Methods: Key eligibility criteria included pruritus lasting at least six weeks that was nonresponsive or inadequately responsive to treatment with topical steroids or antihistamines and a baseline Visual Analog Scale (VAS) pruritus score of at least 7cm. Patients were randomized 1:1:1:1 to receive serlopitant 0.25mg, 1mg, 5mg, or placebo. After a loading dose of three tablets at baseline, patients took one tablet daily at bedtime for six weeks. The primary efficacy endpoint was the VAS pruritus score percentage change from baseline. Secondary pruritus measures included the Numeric Rating Scale (NRS), Subject’s Global Assessment of itch, patient responses to the Dermatology Life Quality Index and Pittsburgh Sleep Symptom Questionnaire- Insomnia questionnaires, and the Physician’s Global Assessment.
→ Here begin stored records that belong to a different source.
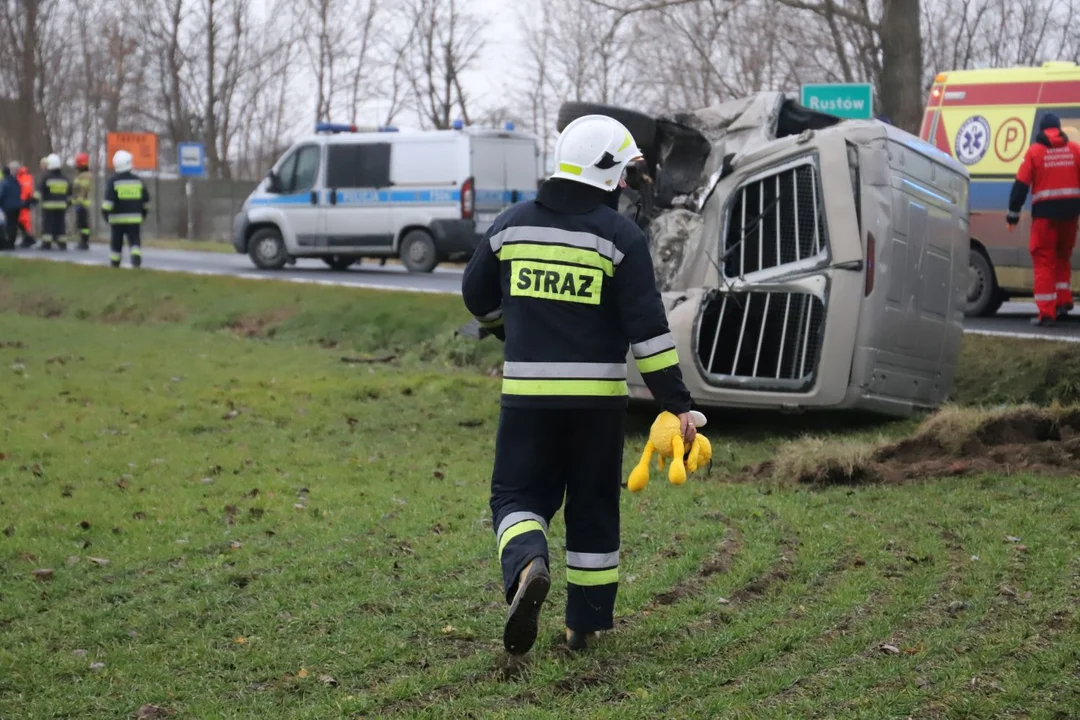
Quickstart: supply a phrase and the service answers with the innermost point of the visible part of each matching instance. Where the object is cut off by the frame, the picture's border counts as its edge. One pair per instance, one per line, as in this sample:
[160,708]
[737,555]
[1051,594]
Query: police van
[424,197]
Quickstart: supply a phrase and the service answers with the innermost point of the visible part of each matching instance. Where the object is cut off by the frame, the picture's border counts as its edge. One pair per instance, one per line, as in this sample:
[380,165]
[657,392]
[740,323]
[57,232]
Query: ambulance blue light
[334,127]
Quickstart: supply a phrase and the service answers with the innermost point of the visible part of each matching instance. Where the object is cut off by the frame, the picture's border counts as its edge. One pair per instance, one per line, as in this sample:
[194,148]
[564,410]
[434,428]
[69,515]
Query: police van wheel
[418,252]
[267,249]
[338,261]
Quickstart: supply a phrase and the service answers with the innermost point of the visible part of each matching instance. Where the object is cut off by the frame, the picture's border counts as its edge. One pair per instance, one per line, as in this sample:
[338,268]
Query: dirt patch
[952,444]
[40,304]
[260,325]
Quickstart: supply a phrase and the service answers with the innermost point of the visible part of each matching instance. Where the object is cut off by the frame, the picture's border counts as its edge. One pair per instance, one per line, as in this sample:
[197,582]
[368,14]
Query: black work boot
[523,619]
[578,641]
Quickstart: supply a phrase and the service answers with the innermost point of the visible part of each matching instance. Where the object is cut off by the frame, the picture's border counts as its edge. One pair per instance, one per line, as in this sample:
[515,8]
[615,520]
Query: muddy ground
[1025,440]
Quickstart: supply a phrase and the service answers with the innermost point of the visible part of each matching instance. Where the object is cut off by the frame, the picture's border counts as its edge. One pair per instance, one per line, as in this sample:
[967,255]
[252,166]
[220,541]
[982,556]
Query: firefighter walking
[54,198]
[124,207]
[81,198]
[1051,171]
[567,283]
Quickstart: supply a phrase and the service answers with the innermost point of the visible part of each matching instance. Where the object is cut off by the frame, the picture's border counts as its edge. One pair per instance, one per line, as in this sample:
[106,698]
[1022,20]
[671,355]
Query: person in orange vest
[1051,171]
[26,186]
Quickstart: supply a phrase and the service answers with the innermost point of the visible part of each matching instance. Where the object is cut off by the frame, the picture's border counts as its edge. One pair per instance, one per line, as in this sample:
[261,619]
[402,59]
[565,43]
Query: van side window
[358,165]
[307,168]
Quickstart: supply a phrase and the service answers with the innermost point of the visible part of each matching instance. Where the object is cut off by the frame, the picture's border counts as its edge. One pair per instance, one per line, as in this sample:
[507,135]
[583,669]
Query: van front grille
[778,220]
[767,340]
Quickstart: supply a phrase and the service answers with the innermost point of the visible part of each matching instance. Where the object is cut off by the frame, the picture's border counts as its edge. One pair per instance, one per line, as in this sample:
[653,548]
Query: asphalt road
[1011,321]
[369,275]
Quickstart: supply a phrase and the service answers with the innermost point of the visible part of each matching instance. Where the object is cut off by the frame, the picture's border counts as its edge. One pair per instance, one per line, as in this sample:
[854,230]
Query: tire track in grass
[505,669]
[795,644]
[746,628]
[934,634]
[912,608]
[991,640]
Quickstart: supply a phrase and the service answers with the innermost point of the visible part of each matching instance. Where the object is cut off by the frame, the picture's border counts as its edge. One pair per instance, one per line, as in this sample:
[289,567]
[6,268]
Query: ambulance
[986,119]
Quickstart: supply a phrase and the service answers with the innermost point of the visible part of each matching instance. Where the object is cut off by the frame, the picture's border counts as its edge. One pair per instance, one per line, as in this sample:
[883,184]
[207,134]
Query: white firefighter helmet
[122,161]
[594,150]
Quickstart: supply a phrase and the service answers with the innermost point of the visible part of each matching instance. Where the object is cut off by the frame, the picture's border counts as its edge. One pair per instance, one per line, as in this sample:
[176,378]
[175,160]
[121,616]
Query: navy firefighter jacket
[569,281]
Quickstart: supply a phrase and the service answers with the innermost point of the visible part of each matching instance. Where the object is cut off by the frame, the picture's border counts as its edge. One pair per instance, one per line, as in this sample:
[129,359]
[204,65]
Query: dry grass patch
[955,442]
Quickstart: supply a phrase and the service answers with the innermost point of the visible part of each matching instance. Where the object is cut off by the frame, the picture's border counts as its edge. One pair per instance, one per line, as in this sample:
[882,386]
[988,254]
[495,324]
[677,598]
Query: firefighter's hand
[686,426]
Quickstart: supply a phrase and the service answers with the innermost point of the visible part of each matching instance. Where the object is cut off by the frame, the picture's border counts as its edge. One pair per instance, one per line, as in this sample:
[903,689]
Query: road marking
[1024,336]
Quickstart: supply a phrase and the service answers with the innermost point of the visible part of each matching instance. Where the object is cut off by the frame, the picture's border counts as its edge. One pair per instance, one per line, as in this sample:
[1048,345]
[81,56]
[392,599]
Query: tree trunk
[901,89]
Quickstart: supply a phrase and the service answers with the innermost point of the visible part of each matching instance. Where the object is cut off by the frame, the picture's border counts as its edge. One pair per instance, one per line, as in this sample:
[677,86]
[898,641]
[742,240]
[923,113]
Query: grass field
[239,525]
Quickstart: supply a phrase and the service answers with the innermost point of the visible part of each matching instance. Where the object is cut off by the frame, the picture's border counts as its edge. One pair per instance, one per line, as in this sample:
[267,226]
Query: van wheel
[418,252]
[984,296]
[267,249]
[339,261]
[640,125]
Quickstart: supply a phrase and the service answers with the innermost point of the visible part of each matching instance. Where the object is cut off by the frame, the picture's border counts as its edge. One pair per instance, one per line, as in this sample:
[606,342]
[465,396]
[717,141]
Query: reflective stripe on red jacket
[1051,171]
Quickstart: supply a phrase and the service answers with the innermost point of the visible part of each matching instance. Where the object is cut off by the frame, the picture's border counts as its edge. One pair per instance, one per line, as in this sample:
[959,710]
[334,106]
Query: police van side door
[359,197]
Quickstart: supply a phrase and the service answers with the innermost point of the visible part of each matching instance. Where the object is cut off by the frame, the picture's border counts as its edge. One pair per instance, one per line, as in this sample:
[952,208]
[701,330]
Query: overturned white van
[805,262]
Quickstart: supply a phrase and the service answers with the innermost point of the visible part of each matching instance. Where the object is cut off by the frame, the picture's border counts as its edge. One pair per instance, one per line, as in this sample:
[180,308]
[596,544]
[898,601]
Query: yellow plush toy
[665,439]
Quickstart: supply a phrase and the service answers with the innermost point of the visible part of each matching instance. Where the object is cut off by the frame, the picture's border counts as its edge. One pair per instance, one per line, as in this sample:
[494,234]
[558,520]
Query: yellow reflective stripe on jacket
[517,369]
[555,388]
[592,578]
[653,363]
[521,528]
[557,254]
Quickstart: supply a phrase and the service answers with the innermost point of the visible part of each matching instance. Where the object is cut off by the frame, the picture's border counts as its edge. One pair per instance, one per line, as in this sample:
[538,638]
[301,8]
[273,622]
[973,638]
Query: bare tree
[443,44]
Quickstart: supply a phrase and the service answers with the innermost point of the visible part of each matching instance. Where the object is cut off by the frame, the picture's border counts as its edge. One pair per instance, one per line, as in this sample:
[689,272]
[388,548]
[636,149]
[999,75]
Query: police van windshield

Adverse events (AEs) and clinical and laboratory assessments were evaluated during treatment and follow-up. Change from baseline itch intensity as measured by the VAS and NRS score was analyzed in the intent-to-treat population, and the difference in average change from baseline between the serlopitant and placebo groups was tested using a t-test without control for multiplicity. Primary and secondary efficacy endpoints used an alpha value of p<0.05.

Results: A total of 257 patients were randomized to serlopitant 0.25mg (n=64), 1mg (n=65), or 5mg (n=64) or placebo (n=64); baseline characteristics were comparable between groups. Differences in percentage change from baseline itch VAS score were statistically significantly greater with serlopitant versus placebo for serlopitant 1mg at Weeks 3, 4, 5, and 6 and 5mg at Weeks 4, 5, and 6. Statistically significant improvements in severity of itch from baseline were also demonstrated using the NRS with serlopitant 1mg and 5mg at Weeks 4, 5, and 6 (p?0.05) compared with placebo. The most common treatment-emergent adverse events (TEAEs) in the serlopitant groups were somnolence (1.6%, 4.6%, and 4.7% for serlopitant 0.25mg, 1mg, and 5mg, respectively, and 1.6% for placebo) and diarrhea (0%, 6.2%, and 3.1% for serlopitant 0.25mg, 1mg, and 5mg, respectively, and 1.6% for placebo). Most TEAEs were of mild or moderate intensity. There were no meaningful trends in laboratory abnormalities or changes in vital signs, and no deaths.

Conclusion: Serlopitant 1mg and 5mg provided statistically significant reductions in pruritus intensity compared with placebo. Serlopitant was well tolerated. Almost all TEAEs were of mild or moderate intensity, and no meaningful adverse safety trends were observed in this study.